Галина Серебрякова - Похищение огня. Книга 1 Страница 11

Тут можно читать бесплатно Галина Серебрякова - Похищение огня. Книга 1. Жанр: Проза / Историческая проза, год -. Так же Вы можете читать полную версию (весь текст) онлайн без регистрации и SMS на сайте «WorldBooks (МирКниг)» или прочесть краткое содержание, предисловие (аннотацию), описание и ознакомиться с отзывами (комментариями) о произведении.
Галина Серебрякова - Похищение огня. Книга 1

Галина Серебрякова - Похищение огня. Книга 1 краткое содержание

Прочтите описание перед тем, как прочитать онлайн книгу «Галина Серебрякова - Похищение огня.

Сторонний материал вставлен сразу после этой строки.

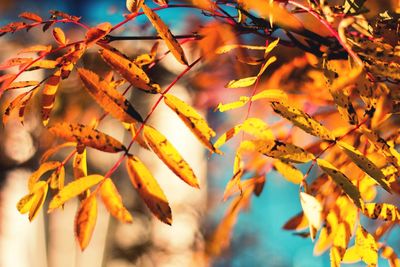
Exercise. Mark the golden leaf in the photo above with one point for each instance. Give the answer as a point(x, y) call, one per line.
point(87, 136)
point(73, 189)
point(40, 192)
point(59, 36)
point(197, 124)
point(134, 5)
point(289, 172)
point(169, 155)
point(364, 163)
point(129, 71)
point(312, 209)
point(43, 168)
point(384, 211)
point(113, 202)
point(165, 34)
point(109, 98)
point(366, 246)
point(85, 221)
point(342, 180)
point(148, 189)
point(97, 33)
point(49, 95)
point(302, 120)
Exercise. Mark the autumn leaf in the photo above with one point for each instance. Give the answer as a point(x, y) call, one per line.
point(97, 33)
point(169, 155)
point(149, 189)
point(302, 120)
point(197, 124)
point(165, 34)
point(109, 98)
point(134, 5)
point(364, 163)
point(59, 36)
point(113, 202)
point(342, 181)
point(87, 136)
point(49, 95)
point(43, 168)
point(85, 221)
point(130, 71)
point(73, 189)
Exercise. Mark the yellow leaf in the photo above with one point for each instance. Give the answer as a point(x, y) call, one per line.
point(129, 71)
point(79, 165)
point(297, 222)
point(364, 163)
point(389, 254)
point(87, 136)
point(287, 152)
point(51, 151)
point(289, 172)
point(113, 202)
point(267, 9)
point(149, 190)
point(57, 178)
point(97, 33)
point(197, 124)
point(243, 100)
point(109, 98)
point(351, 255)
point(366, 246)
point(40, 193)
point(384, 211)
point(23, 84)
point(134, 5)
point(169, 155)
point(342, 180)
point(59, 36)
point(312, 209)
point(165, 34)
point(43, 168)
point(244, 82)
point(302, 120)
point(49, 95)
point(85, 221)
point(73, 189)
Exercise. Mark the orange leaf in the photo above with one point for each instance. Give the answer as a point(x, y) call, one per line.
point(85, 221)
point(165, 34)
point(113, 202)
point(59, 35)
point(97, 33)
point(149, 190)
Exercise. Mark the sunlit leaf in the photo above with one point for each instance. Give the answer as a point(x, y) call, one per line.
point(289, 172)
point(197, 124)
point(85, 221)
point(169, 155)
point(165, 34)
point(97, 33)
point(364, 163)
point(109, 98)
point(302, 120)
point(73, 189)
point(342, 180)
point(130, 71)
point(43, 168)
point(113, 202)
point(149, 189)
point(88, 136)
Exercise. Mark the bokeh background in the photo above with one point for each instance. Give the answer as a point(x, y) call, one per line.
point(258, 238)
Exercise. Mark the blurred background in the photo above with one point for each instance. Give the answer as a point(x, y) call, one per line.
point(258, 238)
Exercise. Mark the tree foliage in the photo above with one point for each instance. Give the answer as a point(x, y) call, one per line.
point(333, 108)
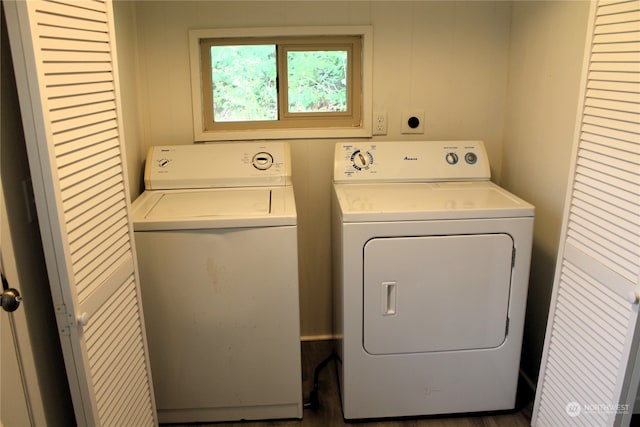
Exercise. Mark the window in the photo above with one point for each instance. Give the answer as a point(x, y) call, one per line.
point(281, 83)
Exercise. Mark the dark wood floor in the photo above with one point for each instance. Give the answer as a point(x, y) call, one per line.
point(329, 413)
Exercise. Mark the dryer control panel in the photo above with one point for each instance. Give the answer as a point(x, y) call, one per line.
point(411, 161)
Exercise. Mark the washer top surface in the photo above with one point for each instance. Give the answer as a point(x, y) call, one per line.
point(214, 208)
point(216, 186)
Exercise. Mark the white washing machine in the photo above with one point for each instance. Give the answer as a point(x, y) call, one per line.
point(431, 267)
point(216, 242)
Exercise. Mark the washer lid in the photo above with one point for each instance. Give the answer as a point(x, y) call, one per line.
point(185, 204)
point(214, 208)
point(424, 201)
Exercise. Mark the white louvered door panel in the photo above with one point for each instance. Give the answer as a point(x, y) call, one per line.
point(65, 59)
point(589, 374)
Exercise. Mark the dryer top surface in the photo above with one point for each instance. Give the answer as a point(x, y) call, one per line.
point(427, 201)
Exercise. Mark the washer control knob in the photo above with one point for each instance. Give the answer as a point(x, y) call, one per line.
point(262, 161)
point(361, 160)
point(471, 158)
point(452, 158)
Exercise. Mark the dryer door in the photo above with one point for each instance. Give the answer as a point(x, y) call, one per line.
point(436, 293)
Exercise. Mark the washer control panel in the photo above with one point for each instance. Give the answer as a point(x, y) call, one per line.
point(411, 161)
point(218, 165)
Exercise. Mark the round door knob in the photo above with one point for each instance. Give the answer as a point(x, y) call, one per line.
point(10, 299)
point(83, 319)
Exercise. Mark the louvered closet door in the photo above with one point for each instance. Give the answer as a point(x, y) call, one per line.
point(65, 66)
point(589, 373)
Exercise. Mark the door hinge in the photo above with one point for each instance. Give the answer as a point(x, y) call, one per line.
point(64, 320)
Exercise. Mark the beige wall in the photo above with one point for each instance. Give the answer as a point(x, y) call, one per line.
point(547, 44)
point(449, 59)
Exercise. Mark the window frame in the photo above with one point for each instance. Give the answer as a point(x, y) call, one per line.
point(355, 123)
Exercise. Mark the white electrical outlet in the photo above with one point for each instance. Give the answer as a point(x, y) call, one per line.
point(379, 123)
point(412, 122)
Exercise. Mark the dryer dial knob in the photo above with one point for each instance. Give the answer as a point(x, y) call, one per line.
point(262, 161)
point(452, 158)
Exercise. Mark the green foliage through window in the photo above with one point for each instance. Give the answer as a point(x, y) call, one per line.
point(317, 81)
point(244, 83)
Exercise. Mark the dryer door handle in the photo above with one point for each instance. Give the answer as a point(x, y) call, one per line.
point(389, 298)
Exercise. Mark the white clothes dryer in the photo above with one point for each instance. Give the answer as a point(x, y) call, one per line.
point(431, 267)
point(216, 238)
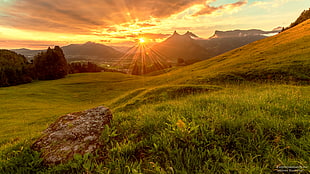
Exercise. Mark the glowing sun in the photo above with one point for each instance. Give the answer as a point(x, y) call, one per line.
point(141, 40)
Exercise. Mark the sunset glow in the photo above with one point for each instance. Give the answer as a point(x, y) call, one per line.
point(40, 23)
point(141, 40)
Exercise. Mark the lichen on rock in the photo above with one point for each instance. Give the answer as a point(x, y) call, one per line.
point(74, 133)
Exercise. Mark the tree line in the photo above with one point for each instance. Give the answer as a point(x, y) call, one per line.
point(50, 65)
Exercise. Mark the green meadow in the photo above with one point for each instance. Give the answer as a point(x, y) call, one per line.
point(246, 111)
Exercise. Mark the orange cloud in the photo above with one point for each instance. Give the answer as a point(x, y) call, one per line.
point(82, 17)
point(209, 9)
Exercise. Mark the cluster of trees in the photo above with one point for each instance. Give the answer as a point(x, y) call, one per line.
point(50, 65)
point(81, 67)
point(15, 68)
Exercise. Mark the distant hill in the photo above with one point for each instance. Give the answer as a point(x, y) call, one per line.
point(182, 47)
point(284, 57)
point(91, 50)
point(305, 15)
point(29, 54)
point(191, 48)
point(88, 51)
point(223, 41)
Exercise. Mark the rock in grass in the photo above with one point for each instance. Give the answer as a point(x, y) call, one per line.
point(74, 133)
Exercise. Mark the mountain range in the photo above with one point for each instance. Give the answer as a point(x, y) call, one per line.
point(191, 48)
point(188, 48)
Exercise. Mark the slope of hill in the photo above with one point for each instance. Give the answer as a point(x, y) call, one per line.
point(91, 50)
point(246, 128)
point(223, 41)
point(191, 48)
point(305, 15)
point(282, 57)
point(87, 51)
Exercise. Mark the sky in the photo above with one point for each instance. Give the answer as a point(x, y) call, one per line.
point(37, 24)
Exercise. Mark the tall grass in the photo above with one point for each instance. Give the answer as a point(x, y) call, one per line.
point(241, 129)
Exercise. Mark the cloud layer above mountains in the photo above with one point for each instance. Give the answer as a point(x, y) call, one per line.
point(83, 17)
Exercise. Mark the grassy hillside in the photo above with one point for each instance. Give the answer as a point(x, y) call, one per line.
point(284, 57)
point(178, 122)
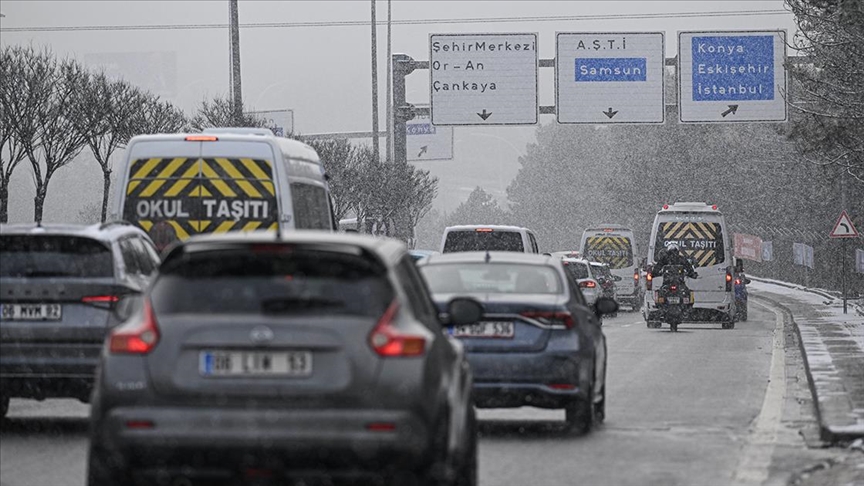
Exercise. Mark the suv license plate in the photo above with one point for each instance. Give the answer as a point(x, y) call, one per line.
point(255, 363)
point(31, 312)
point(486, 329)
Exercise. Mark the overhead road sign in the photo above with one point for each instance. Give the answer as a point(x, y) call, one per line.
point(483, 79)
point(728, 77)
point(610, 77)
point(425, 141)
point(844, 228)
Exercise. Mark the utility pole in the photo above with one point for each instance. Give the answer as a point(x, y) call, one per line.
point(375, 148)
point(389, 84)
point(235, 60)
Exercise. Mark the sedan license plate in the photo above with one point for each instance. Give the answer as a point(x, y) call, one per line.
point(31, 312)
point(485, 329)
point(256, 363)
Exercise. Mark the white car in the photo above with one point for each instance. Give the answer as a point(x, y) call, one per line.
point(580, 270)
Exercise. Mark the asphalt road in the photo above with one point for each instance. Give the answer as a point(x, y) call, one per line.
point(682, 410)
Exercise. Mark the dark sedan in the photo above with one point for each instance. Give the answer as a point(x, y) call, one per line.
point(538, 343)
point(311, 355)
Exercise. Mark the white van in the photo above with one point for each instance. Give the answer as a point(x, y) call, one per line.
point(488, 237)
point(614, 245)
point(701, 234)
point(223, 179)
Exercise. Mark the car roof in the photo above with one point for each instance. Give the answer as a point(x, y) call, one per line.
point(105, 232)
point(494, 227)
point(388, 249)
point(494, 257)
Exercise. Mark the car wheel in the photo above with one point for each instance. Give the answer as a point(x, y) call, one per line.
point(104, 469)
point(580, 414)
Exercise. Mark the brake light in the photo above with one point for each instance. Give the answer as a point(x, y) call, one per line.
point(105, 299)
point(136, 337)
point(389, 342)
point(552, 318)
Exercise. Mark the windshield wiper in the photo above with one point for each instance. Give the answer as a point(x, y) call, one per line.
point(289, 304)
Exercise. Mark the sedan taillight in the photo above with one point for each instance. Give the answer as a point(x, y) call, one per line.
point(389, 342)
point(552, 318)
point(139, 336)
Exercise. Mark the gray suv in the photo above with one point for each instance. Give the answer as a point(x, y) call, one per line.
point(59, 286)
point(307, 355)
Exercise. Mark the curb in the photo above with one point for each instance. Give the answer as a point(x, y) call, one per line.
point(827, 433)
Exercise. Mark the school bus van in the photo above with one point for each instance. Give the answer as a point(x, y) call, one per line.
point(223, 179)
point(700, 231)
point(614, 245)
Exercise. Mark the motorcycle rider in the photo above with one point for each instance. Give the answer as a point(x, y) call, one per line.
point(673, 256)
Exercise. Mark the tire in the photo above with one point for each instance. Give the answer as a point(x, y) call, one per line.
point(580, 414)
point(105, 470)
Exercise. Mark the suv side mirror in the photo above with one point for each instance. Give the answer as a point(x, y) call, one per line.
point(462, 311)
point(604, 306)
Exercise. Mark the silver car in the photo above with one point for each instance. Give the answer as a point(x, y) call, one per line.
point(303, 355)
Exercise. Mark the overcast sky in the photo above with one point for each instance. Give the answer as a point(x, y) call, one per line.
point(323, 73)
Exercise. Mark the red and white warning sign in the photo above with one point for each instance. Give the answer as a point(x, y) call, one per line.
point(844, 227)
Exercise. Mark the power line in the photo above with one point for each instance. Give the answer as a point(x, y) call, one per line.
point(356, 23)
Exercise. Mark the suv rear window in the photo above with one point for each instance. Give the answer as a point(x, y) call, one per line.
point(472, 240)
point(54, 256)
point(272, 279)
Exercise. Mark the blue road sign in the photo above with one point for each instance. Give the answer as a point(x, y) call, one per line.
point(610, 69)
point(733, 68)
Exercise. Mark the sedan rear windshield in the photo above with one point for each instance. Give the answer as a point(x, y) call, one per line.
point(501, 278)
point(472, 240)
point(275, 279)
point(34, 256)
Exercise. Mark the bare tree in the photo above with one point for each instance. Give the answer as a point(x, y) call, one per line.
point(48, 137)
point(828, 90)
point(219, 112)
point(11, 103)
point(104, 110)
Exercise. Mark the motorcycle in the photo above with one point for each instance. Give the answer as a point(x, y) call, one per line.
point(674, 299)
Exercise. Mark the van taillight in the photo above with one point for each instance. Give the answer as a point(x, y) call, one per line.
point(137, 337)
point(389, 342)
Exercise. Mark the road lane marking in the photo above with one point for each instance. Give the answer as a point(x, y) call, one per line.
point(755, 459)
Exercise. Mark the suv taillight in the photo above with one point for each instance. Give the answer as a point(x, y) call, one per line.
point(137, 337)
point(389, 342)
point(552, 318)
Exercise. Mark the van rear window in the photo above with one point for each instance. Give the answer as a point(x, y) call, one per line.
point(470, 240)
point(616, 251)
point(703, 242)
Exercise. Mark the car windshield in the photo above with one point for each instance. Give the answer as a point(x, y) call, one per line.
point(495, 278)
point(54, 256)
point(483, 240)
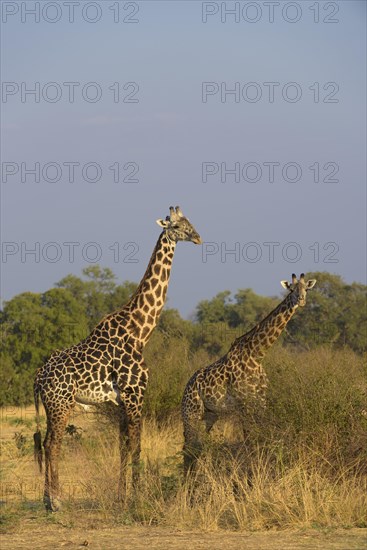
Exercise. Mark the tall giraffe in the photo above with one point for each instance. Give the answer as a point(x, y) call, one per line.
point(109, 365)
point(237, 381)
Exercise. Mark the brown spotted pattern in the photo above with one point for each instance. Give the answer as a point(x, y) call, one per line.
point(236, 383)
point(108, 365)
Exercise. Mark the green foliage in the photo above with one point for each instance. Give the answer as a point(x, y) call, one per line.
point(34, 325)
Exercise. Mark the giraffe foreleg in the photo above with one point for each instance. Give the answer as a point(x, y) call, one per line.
point(124, 452)
point(56, 423)
point(193, 433)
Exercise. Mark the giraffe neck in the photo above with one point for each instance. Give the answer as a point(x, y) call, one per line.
point(259, 339)
point(147, 302)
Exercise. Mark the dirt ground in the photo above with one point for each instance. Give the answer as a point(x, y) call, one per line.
point(158, 538)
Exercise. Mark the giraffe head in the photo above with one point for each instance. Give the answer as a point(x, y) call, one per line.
point(299, 288)
point(178, 228)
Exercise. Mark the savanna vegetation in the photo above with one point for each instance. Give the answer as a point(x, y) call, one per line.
point(308, 458)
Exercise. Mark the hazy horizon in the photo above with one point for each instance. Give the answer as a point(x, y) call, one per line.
point(257, 129)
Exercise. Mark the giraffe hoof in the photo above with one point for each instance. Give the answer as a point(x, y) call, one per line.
point(52, 504)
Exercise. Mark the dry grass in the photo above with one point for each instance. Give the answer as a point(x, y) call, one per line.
point(306, 466)
point(307, 492)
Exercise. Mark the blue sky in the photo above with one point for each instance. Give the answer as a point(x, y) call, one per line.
point(170, 132)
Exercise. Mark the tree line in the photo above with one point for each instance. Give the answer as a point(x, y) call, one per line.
point(35, 324)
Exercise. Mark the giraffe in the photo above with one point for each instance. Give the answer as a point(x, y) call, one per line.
point(108, 365)
point(237, 381)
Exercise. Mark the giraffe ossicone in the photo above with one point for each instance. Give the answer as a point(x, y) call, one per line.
point(108, 365)
point(237, 381)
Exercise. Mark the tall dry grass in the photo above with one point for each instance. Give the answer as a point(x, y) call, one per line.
point(306, 465)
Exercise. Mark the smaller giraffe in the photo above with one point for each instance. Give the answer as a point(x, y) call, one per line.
point(236, 383)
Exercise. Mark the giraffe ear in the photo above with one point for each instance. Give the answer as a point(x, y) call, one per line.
point(311, 283)
point(162, 223)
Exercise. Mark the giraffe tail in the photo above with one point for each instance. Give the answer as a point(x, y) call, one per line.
point(37, 435)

Книга 1» бесплатно полную версию:

Галина Серебрякова - Похищение огня. Книга 1 читать онлайн бесплатно

Галина Серебрякова - Похищение огня. Книга 1 - читать книгу онлайн бесплатно, автор Галина Серебрякова

«Где у буржуазии,— пишет Маркс,— вместе с ее философами и учеными, найдется такое произведение об эмансипации буржуазии — о политической эмансипации, которое было бы подобно книге Вейтлинга «Гарантии гармонии и свободы»? Стоит сравнить банальную и трусливую посредственность немецкой политической литературы с этим беспримерным и блестящим литературным дебютом пемецких рабочих, стоит сравнить эти гигантские детские башмаки пролетариата с карликовыми стоптанными политическими башмаками немецкой буржуазии, чтобы предсказать немецкой Золушке в будущем фигуру атлета».

И, завершая это приветствие восходящему классу, Карл называет немецкий пролетариат теоретиком европейского пролетариата, английских рабочих — его экономистом, а французских — его политиком.

Долго еще пишет Маркс. Под утро, закончив статью для «Форвертса», Карл снова засел за начатый раньше ответ Бруно Бауэру, по плану, разработанному вместо с Энгельсом во время недавней их встречи. Фред уже закончил свои главы брошюры, Карл предполагал, что работа над его частью займет очень немного времени, но, вникая, по своему обыкновению, все глубже и глубже в тему, увлекся. Одно положение рождало последующее, и книга разрасталась вширь и вглубь, как все, над чем работала необъятная мысль Маркса.

Кроме того, первоначальный план обоих авторов написать небольшую брошюру нарушался и другими соображениями. Только книги более чем в двадцать печатных листов, считаясь научными, не подвергались строгой цензуре. Издатель Левенталь из Франкфурта-на-Майне согласился печатать труд Маркса и Энгельса только при условии, если они обойдут все цензурные преграды.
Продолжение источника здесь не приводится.